The House and Senate reached a deal after 12 a.m., Thursday on a bill that would prohibit sales of all flavored tobacco and impose a 75 percent excise tax on vaping products. Lawmakers included menthol in the list of banned flavors, which would make Massachusetts the first state in the nation to take mentholated cigarettes off shelves.

Baker declined to say Thursday whether he planned to sign the bill in its current form.

“I haven’t read the legislation yet, but that’s certainly something that’s a front and center issue for us, and I look forward to reviewing it,” Baker told reporters after an unrelated event in Lynn, before adding that he “certainly appreciate(s) the fact that the legislature chose to take a good, hard look at this” during his temporary ban on vaping products, according to a recording provided by his office.

The legislature’s effort to prohibit flavored tobacco comes with Baker’s separate but related ban on sales of all vaping products, sparked by an outbreak of vaping-related lung-illnesses, set to expire on Dec. 24.

When he declared a public health emergency and enacted a vaping ban in September, Baker said the flavored tobacco bill was “one of the things that we would hope would end up being part of the conversation that we would have if we need to pursue legislative answers to this.”

The bill on Baker’s desk also imposes a 75 percent excise tax on e-cigarettes, which currently do not face a tax. In his fiscal year 2020 budget proposal, Baker included a similar tax but at a rate of 20 percent for e-cigarettes and other paraphernalia and at a 40 percent rate for vaping liquids.

Billionaire and former New York City Mayor Michael Bloomberg waded into the debate Thursday, urging Baker via Twitter to sign the bill as soon as possible.

In Lynn, Baker also described the $1.5 billion, seven-year school funding reform package as “an important and sort of front-and-center issue.” As with the other major bills on his reading list, he didn’t say how he would act on it but noted that he filed his own proposal in January and discussed the idea of committing to a substantial, long-term investment. The legislature’s bill does not appropriate money or call for new revenues.

“I certainly think what this means for us and for the legislature on a go-forward basis, this is going to have to be sort of first-in when we make decisions about what the budget looks like,” Baker said.

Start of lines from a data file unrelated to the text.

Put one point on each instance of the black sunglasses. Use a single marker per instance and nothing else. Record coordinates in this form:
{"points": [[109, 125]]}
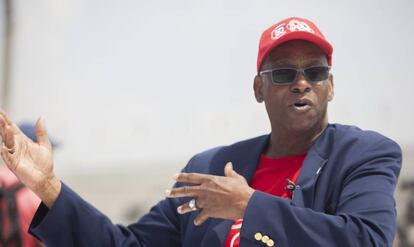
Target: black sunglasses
{"points": [[286, 76]]}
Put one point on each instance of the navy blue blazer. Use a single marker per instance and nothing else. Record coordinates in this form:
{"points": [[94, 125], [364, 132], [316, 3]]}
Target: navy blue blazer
{"points": [[345, 199]]}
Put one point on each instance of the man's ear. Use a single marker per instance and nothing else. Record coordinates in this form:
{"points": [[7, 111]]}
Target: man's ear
{"points": [[331, 88], [258, 88]]}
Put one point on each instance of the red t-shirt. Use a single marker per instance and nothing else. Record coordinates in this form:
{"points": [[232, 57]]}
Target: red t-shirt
{"points": [[270, 177]]}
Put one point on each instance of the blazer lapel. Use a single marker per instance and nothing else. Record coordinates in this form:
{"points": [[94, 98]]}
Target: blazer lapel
{"points": [[312, 168]]}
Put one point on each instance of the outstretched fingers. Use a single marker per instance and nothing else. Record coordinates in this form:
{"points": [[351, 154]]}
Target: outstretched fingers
{"points": [[41, 133]]}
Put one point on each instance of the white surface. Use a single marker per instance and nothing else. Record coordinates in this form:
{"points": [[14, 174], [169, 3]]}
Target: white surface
{"points": [[129, 82]]}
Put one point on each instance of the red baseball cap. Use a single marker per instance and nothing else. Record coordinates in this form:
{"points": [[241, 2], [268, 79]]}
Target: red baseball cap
{"points": [[290, 29]]}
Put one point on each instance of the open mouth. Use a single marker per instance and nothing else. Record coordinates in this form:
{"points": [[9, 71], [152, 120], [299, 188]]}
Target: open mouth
{"points": [[301, 105]]}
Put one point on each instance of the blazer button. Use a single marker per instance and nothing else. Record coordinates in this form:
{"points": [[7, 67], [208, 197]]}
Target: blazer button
{"points": [[258, 236], [265, 239], [270, 243]]}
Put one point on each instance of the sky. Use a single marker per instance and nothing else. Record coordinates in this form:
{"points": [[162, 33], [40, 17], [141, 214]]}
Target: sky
{"points": [[129, 83]]}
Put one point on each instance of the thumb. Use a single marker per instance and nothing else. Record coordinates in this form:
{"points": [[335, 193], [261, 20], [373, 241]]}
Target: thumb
{"points": [[228, 170], [41, 133]]}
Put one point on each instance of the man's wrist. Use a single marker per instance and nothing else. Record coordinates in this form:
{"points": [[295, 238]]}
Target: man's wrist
{"points": [[49, 191]]}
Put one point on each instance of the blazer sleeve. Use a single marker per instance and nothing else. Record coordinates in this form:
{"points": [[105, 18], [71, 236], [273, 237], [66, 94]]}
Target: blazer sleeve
{"points": [[72, 221], [365, 214]]}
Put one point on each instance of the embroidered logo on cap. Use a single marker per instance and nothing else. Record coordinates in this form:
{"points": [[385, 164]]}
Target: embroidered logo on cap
{"points": [[292, 26]]}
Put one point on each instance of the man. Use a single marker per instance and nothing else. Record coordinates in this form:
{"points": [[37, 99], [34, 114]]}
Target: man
{"points": [[308, 183], [18, 204]]}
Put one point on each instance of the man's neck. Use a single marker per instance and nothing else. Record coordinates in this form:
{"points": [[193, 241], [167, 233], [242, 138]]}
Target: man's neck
{"points": [[284, 143]]}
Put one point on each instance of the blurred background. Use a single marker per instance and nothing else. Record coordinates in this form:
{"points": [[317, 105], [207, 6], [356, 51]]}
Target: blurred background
{"points": [[133, 89]]}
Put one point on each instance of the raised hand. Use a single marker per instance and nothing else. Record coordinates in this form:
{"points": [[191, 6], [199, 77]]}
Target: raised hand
{"points": [[215, 196], [31, 162]]}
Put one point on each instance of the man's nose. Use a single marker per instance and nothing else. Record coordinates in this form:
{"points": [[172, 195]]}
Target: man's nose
{"points": [[300, 85]]}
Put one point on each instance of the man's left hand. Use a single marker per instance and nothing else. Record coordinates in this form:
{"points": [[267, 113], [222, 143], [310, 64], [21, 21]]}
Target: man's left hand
{"points": [[223, 197]]}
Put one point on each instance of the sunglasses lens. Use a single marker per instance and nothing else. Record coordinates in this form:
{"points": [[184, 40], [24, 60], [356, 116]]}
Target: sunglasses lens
{"points": [[283, 76], [316, 74]]}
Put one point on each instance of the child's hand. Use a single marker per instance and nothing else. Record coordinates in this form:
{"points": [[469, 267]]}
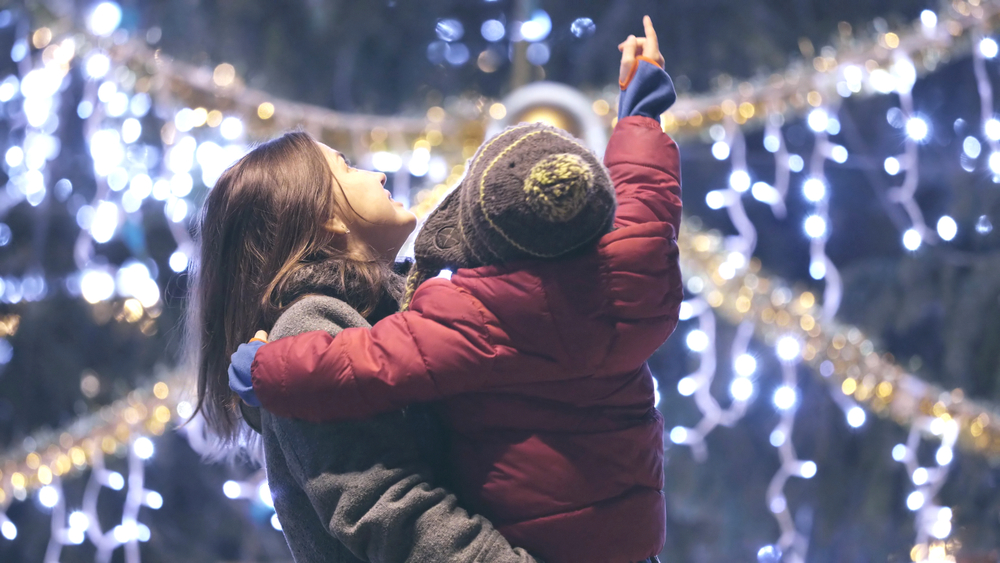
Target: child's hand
{"points": [[634, 47]]}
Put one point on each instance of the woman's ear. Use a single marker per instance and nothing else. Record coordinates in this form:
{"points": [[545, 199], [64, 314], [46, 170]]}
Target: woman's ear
{"points": [[336, 226]]}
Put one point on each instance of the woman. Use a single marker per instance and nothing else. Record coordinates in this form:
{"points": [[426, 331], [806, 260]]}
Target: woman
{"points": [[294, 239]]}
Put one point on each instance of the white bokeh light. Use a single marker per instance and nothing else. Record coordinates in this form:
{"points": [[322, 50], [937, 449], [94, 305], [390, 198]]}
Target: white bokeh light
{"points": [[988, 47], [808, 469], [818, 120], [105, 18], [154, 500], [892, 166], [232, 489], [9, 530], [947, 228], [715, 199], [231, 128], [972, 147], [178, 261], [721, 150], [928, 19], [815, 226], [678, 434]]}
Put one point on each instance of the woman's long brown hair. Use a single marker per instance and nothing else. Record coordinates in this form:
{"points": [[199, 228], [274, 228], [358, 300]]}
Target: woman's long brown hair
{"points": [[261, 229]]}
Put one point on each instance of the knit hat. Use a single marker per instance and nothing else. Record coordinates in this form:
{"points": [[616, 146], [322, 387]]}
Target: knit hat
{"points": [[532, 191]]}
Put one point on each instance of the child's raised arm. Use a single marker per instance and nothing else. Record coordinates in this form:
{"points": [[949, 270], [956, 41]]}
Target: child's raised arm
{"points": [[644, 162]]}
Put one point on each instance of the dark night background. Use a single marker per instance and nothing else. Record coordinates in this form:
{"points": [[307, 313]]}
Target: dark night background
{"points": [[937, 310]]}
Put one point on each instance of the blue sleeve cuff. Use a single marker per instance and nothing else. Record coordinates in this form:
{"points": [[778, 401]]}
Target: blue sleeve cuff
{"points": [[649, 94], [240, 379]]}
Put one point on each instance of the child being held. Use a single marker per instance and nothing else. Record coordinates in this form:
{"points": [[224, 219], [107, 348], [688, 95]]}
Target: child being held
{"points": [[566, 280]]}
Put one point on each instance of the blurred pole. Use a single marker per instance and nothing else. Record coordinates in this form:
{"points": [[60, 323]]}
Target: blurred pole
{"points": [[522, 71]]}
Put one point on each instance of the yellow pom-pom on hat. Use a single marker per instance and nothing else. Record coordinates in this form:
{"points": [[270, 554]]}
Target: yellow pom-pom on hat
{"points": [[558, 186]]}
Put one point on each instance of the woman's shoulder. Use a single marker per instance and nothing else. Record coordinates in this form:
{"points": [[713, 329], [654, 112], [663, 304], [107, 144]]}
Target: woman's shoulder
{"points": [[316, 312]]}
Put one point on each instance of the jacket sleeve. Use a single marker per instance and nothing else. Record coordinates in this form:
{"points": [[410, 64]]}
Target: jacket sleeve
{"points": [[365, 483], [446, 344], [645, 167]]}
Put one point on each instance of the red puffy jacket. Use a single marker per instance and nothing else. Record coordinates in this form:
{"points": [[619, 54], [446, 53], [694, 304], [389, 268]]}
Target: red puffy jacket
{"points": [[539, 368]]}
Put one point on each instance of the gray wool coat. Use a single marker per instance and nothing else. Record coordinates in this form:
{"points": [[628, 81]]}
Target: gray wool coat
{"points": [[359, 491]]}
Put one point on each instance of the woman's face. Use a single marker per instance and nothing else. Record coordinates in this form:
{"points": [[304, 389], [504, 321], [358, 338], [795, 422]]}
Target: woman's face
{"points": [[378, 221]]}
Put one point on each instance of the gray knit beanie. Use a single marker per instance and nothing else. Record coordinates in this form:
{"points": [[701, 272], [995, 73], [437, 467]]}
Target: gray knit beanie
{"points": [[532, 191]]}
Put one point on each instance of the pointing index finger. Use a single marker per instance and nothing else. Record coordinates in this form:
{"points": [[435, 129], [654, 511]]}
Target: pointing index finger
{"points": [[652, 44]]}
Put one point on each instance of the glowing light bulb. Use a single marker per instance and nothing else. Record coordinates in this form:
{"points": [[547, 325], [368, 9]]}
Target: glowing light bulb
{"points": [[678, 434], [105, 18], [818, 120], [815, 226], [928, 19], [808, 469], [715, 199], [687, 386], [231, 489], [721, 150], [989, 48], [947, 228], [912, 240], [972, 147]]}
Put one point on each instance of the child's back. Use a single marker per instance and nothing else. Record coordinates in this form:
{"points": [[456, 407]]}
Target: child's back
{"points": [[539, 366]]}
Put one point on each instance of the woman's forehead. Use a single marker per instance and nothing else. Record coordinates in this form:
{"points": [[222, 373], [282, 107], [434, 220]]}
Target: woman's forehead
{"points": [[330, 153]]}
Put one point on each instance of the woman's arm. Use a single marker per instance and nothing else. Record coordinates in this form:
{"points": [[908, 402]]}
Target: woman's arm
{"points": [[364, 482], [368, 482], [445, 345]]}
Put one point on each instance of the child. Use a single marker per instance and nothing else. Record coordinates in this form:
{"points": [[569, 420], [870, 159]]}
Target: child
{"points": [[536, 348]]}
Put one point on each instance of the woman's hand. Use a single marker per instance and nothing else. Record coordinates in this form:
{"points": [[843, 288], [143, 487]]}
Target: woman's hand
{"points": [[634, 47]]}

As the House and Senate negotiated their school funding bills, a key difference was the amount of authority to give the state education commissioner over the plans districts would be required to submit outlining strategies they would pursue to close achievement gaps. The final bill allows the commissioner to send back and require amendments on plans that do not conform to provisions laid out in the bill.

When asked if he would sign legislation prohibiting drivers from using handheld electronic devices behind the wheel except for those in hands-free mode, Baker pointed to similar language he included in a broader driving safety bill earlier this year. He said he wanted to read the bill before committing, but reaffirmed his support for the underlying proposal.

“This is clearly a top-of-the-pile agenda issue for us,” Baker said.